If the person in question owns fewer than 25 books (not including, of course, children’s books and/or comics and ‘graphic novels’), then they are a philistine. Similarly, a taste for Dan Brown, Harold Robbins, or Harry Potter is highly suspect.
A philistine thinks movies made pre-1980 are ‘old,’ refuses to watch anything in black-and-white or with subtitles, and equates box office success with quality.
If the television is on whenever the subject is at home, they are a philistine. If they have a predilection for Mad Men, they are a philistine with pretentions.
If artistic tastes run towards graffiti, ‘tagging’ or other forms of public vandalism, then you’re dealing with a philistine.

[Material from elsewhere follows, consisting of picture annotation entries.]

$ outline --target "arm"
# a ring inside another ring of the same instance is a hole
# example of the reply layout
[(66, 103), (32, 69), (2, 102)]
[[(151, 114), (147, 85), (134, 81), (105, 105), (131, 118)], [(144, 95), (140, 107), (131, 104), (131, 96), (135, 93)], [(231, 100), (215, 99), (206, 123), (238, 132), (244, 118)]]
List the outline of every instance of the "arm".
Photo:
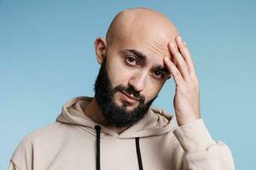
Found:
[(186, 42), (178, 37), (168, 47), (172, 59), (166, 57), (164, 63), (176, 84), (173, 105), (179, 127), (174, 134), (184, 151), (183, 169), (235, 169), (230, 149), (212, 139), (201, 118), (199, 82)]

If tastes turn towards ‘art’ that incorporates any of the of the following – feces, urine, decapitated cows, lard, blood or detritus – then that individual has surpassed philistinism and entered barbarism. If you have paid a considerable amount of money for a signed urinal, ‘street art,’ a soup can label or a bucket of broken glass, you are not just a philistine, but a sucker, as well.
The philistine decorates their home with ‘collectibles’ issued by the Franklin Mint. Often, there is at least one picture of a napping puppy, throw pillows with ‘cute’ phrases stitched into them or potpourri. If you, gentle reader, find yourself in such an atmosphere, run for the nearest exit.
These are the signifiers that immediately come to mind. I now open the floor to my readers – how do you define the new American philistine?